Haze Removal and Color Compensation of Underwater Images Enhancement Using Denoising Algorithm

Authors

  • Pankaj Dubey, Prof. Shivraj Singh

Keywords:

Color Change, Wave Length, Under Water Image

Abstract

Capturing image in underwater is challenging due to haze caused by light that is reflected from surface and is deflected and scattered by water particles. Shading changes because of light weakened for various frequency.
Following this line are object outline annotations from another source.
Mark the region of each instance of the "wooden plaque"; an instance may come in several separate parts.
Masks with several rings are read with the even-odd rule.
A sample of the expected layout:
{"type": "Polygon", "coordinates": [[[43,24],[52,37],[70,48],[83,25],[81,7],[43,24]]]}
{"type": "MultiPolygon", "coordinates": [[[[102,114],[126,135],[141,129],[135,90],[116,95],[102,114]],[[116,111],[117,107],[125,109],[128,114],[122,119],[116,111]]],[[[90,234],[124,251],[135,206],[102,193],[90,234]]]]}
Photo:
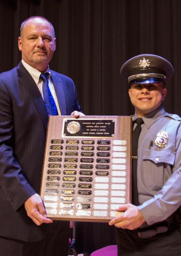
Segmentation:
{"type": "Polygon", "coordinates": [[[109,222],[130,201],[130,116],[49,117],[40,195],[53,219],[109,222]]]}

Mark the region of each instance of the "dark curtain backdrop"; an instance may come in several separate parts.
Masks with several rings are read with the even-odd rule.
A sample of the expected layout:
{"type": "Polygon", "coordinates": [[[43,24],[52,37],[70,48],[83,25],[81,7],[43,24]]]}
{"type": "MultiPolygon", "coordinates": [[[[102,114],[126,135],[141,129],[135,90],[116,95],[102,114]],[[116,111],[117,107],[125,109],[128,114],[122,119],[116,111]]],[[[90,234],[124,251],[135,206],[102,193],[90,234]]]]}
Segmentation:
{"type": "MultiPolygon", "coordinates": [[[[167,86],[164,105],[168,112],[181,115],[180,0],[0,3],[0,72],[21,59],[17,39],[21,22],[30,16],[42,16],[54,25],[57,38],[50,67],[73,79],[86,114],[132,114],[120,69],[129,58],[147,53],[160,55],[172,64],[174,76],[167,86]]],[[[78,246],[84,246],[80,250],[91,252],[115,242],[114,230],[107,224],[78,223],[77,228],[78,246]]]]}

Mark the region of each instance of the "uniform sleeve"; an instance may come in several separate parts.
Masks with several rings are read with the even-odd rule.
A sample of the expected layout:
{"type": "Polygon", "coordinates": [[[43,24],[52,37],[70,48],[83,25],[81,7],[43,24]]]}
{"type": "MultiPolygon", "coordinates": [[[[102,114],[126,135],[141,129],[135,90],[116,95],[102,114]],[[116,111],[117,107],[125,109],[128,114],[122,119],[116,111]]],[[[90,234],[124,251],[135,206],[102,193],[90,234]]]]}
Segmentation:
{"type": "Polygon", "coordinates": [[[149,225],[162,221],[171,215],[181,204],[181,127],[176,133],[175,156],[172,174],[153,197],[138,206],[149,225]]]}

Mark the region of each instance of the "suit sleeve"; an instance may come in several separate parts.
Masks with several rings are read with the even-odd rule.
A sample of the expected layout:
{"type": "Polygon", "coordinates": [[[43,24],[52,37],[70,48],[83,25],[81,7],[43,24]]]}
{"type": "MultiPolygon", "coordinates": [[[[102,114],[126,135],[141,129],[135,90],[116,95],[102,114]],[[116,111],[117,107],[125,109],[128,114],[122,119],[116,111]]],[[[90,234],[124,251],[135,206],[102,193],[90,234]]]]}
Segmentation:
{"type": "Polygon", "coordinates": [[[17,211],[36,192],[26,180],[14,151],[16,142],[12,98],[5,84],[0,82],[0,187],[17,211]]]}

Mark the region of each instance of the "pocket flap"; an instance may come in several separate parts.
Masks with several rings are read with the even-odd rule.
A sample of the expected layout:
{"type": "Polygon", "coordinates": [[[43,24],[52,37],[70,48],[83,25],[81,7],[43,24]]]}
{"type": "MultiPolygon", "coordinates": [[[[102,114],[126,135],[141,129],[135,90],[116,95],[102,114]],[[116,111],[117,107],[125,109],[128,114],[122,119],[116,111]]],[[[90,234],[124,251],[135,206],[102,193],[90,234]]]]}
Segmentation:
{"type": "Polygon", "coordinates": [[[168,151],[164,148],[158,148],[153,147],[150,149],[145,149],[143,159],[152,160],[155,164],[164,162],[173,165],[175,157],[175,152],[168,151]]]}

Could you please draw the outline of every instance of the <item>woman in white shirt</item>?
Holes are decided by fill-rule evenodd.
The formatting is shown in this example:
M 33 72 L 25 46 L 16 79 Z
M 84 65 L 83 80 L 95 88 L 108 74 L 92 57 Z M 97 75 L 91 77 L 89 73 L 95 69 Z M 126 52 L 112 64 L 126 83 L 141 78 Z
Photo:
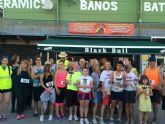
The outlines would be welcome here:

This paper proposes a novel precise way to deal with improve submerged pictures by a dehazing calculation, to repay the lessening error along the proliferation way, and to take the impact of the conceivable presence of a counterfeit light source into thought. When the profundity map, i.e., distances between the articles and the camera, is assessed, the forefront and foundation inside a scene are sectioned. The light powers of closer view and foundation are contrasted with decide if a counterfeit light source is utilized during the picture catching interaction. After compensating the effect of artificial light, the haze phenomenon and discrepancy in wavelength attenuation along the underwater propagation path to camera are corrected. Effect of noise is also reduced by using the frequency filter. The Haze Removal and Color Compensation with Denoising algorithm proposed in this dissertation can effectively restore image color balance and remove haze. Using this technique the visibility and color of the image can be enhanced.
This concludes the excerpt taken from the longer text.